Inscripta: Inscripta was founded in 2015 by Andrew Garst, Ryan Gill, and Tanya Lipscom to develop the next generation of CRISPR nucleases. These improved enzymes boast such innovative features as differing PAM recognition sequences, cut efficiencies, reduced sizes, and differing enzyme kinetics. Inscripta boasts a high-throughput multiplexed genetic engineering platform that can synthesize enhanced bespoke enzymes for specific customer uses. So far, the company has raised $260 million through Series D.
Verve Therapeutics: Verve was founded in 2018 to develop gene editing therapies for cardiovascular diseases. Their goal is to develop gene-editing therapies to reduce the risk of coronary artery disease in adults. In order to achieve this, they are developing gene therapies, administered in a single dose, that would act as naturally protective gene variants. This would then confer lifelong protection from coronary heart disease in adults. The company has raised $121.5 million through Series A.

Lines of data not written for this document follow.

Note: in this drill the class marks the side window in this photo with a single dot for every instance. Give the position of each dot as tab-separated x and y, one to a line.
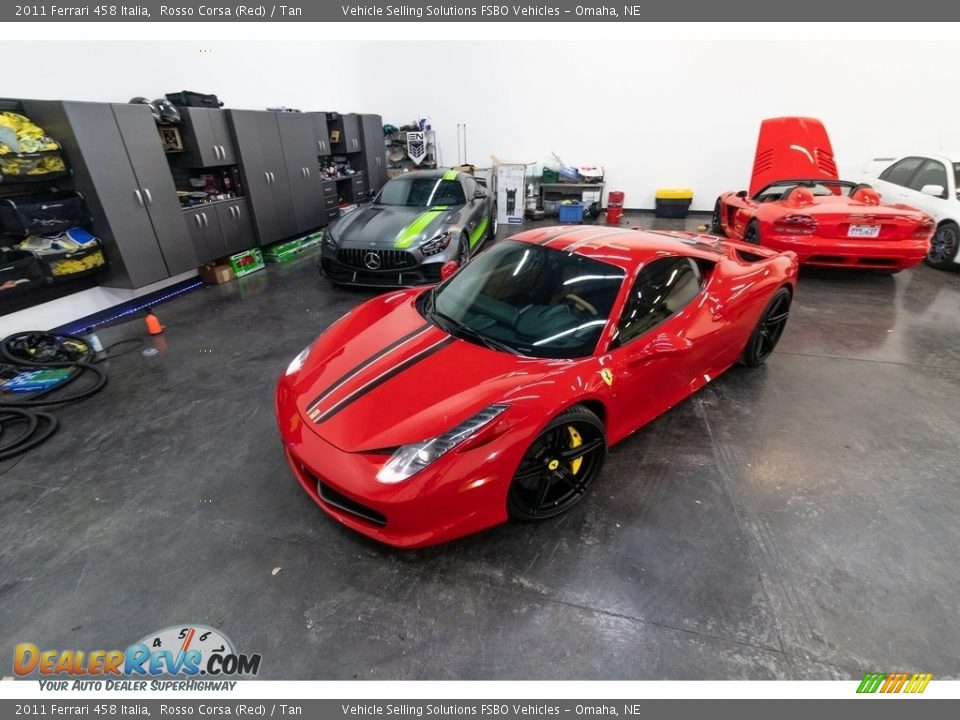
900	173
662	288
932	173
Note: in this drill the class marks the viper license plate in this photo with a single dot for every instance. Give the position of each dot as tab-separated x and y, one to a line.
870	231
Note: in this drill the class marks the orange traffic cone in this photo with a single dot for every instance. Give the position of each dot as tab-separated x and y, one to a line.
153	324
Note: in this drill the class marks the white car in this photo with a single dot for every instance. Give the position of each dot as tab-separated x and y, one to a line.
928	183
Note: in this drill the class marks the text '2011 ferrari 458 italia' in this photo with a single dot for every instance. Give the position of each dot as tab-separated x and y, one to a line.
427	414
797	202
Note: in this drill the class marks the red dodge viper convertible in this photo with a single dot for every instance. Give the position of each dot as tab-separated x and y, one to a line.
796	202
427	414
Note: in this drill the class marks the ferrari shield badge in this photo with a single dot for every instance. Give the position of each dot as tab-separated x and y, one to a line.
416	147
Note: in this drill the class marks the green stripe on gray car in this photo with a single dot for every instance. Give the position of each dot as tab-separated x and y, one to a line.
410	233
478	232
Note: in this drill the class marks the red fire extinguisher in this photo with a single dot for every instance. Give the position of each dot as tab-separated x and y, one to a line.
614	207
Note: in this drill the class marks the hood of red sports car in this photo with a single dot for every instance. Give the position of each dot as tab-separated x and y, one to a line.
383	376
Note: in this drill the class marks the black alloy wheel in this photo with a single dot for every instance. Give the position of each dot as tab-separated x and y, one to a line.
767	333
943	246
559	467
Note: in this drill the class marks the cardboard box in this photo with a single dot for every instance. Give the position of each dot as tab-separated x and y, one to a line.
216	273
510	189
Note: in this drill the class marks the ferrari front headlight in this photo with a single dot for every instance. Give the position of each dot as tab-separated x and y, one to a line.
436	244
298	361
408	460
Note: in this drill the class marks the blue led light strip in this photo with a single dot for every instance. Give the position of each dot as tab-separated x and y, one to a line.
111	315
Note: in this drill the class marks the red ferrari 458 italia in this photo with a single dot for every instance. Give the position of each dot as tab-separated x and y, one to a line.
796	202
427	414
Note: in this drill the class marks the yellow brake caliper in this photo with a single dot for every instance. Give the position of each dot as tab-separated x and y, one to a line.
575	441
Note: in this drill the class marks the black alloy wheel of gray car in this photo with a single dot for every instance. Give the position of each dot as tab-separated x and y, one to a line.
943	246
716	227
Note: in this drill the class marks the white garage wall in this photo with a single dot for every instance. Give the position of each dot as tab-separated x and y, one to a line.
654	114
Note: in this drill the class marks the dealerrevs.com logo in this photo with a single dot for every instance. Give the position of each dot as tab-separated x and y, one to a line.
185	652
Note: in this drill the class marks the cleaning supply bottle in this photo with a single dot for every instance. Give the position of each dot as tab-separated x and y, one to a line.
153	323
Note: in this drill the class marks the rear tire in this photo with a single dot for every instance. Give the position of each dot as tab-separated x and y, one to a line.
769	328
943	246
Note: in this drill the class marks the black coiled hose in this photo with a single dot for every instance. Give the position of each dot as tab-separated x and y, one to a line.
36	350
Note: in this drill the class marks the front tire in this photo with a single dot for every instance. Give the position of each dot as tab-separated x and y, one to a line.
943	246
559	467
769	328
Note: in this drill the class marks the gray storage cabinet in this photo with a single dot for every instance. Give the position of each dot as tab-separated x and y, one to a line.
120	169
321	132
260	154
374	152
298	140
207	141
351	139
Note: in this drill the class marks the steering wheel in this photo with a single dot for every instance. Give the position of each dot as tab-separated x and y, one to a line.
580	303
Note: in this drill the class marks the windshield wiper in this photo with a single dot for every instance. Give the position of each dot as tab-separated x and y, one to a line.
458	329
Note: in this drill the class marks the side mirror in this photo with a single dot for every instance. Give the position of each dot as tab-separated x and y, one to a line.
448	269
664	344
935	190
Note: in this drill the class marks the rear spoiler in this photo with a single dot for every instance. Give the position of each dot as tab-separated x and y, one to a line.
792	147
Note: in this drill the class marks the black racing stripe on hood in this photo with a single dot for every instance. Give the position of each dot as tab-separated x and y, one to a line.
553	236
380	379
366	215
363	366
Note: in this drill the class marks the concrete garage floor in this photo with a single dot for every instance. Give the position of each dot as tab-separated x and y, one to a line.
797	521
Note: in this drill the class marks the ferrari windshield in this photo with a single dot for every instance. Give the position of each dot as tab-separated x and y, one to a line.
421	192
529	300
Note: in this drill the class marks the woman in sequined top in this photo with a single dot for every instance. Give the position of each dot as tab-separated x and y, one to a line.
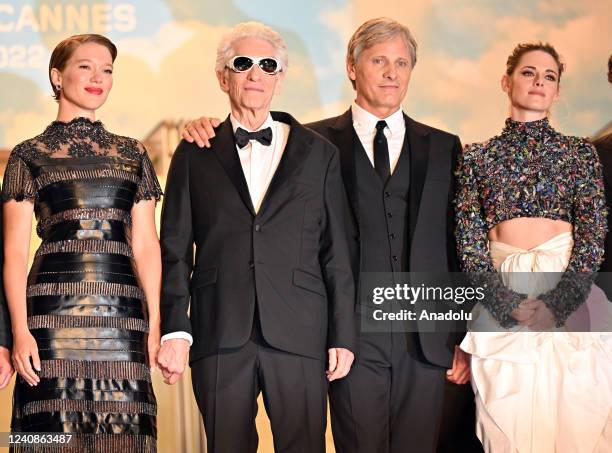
86	319
530	201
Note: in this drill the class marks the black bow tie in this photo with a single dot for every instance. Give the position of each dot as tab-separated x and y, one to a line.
263	136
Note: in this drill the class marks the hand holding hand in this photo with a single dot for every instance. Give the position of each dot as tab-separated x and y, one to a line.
200	130
172	359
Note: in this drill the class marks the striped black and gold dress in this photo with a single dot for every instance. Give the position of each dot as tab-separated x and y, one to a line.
85	306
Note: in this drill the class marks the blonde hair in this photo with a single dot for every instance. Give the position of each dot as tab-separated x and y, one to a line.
225	49
374	32
64	50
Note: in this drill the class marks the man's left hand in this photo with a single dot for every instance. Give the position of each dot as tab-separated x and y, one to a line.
340	361
460	372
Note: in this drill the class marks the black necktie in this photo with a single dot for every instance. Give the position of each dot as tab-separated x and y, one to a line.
381	152
263	136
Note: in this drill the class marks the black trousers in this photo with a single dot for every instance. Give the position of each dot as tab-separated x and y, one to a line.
226	386
391	401
458	421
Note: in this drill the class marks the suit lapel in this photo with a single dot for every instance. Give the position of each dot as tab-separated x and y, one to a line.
294	155
224	147
343	136
418	141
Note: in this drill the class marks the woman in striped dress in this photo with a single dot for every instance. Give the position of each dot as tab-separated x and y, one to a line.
86	319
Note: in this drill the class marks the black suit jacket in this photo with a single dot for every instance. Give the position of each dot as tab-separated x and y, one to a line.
604	150
291	259
6	337
430	222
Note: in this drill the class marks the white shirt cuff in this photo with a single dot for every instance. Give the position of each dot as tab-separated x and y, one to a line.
180	335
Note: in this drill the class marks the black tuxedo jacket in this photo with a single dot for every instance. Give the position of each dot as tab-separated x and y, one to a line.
5	319
430	219
604	150
290	260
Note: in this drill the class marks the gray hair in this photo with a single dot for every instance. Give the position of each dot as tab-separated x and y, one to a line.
225	49
376	31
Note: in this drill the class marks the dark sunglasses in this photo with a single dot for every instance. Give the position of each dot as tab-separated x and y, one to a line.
242	63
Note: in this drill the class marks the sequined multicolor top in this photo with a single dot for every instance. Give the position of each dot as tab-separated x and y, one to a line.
531	170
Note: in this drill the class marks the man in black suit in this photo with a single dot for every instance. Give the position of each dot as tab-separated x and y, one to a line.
604	150
6	367
271	287
406	391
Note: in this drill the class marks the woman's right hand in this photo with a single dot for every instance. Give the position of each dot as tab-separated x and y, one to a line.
24	348
200	130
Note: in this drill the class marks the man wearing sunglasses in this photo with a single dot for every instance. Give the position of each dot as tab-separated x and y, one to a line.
270	292
406	391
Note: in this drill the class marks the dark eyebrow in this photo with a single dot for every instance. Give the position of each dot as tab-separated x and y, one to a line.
89	61
535	69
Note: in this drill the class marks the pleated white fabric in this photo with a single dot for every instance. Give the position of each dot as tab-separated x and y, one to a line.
542	392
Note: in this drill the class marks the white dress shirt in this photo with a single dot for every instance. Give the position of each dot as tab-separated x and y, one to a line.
259	163
365	126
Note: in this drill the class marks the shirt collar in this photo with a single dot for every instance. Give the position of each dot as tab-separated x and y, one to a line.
269	122
364	119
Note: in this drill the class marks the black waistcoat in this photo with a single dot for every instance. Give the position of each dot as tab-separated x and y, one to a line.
383	213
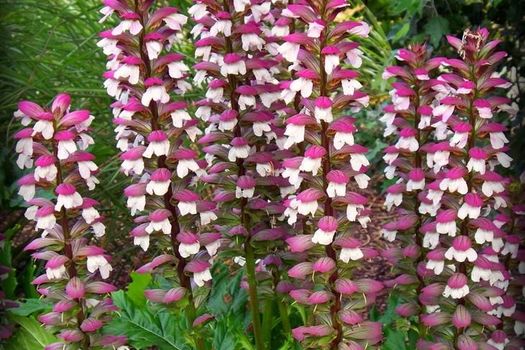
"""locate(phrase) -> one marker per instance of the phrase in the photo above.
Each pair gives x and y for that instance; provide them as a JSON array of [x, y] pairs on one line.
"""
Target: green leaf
[[226, 294], [436, 28], [394, 340], [30, 336], [145, 327], [31, 306], [9, 283], [390, 315], [401, 32], [137, 287], [26, 280]]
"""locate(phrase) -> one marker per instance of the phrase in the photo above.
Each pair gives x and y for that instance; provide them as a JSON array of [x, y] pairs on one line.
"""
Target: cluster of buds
[[155, 132], [325, 173], [6, 328], [410, 163], [243, 141], [464, 246], [53, 144]]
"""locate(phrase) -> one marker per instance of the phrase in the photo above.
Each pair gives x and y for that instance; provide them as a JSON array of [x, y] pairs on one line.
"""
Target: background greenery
[[49, 46]]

Excision Bio: Excision is a seed stage company that has raised $10 million to develop CRISPR-based therapies to cure viral infectious diseases and improve the lives of chronically ill patients. Their initial target is HIV, and is the first company to completely remove HIV from the genomes of animals.
Eligo Biosciences: Eligo has raised $27.4 million to develop a new class of targeted biotherapeutic agents to selectively intervene on the microbiome. Eligo is using proprietary methods in synthetic biology, protein and genome engineering to create Eligobiotics: genetic circuits packaged in phage-based delivery vectors used to diagnose, eradicate, or functionalize targeted microbial populations.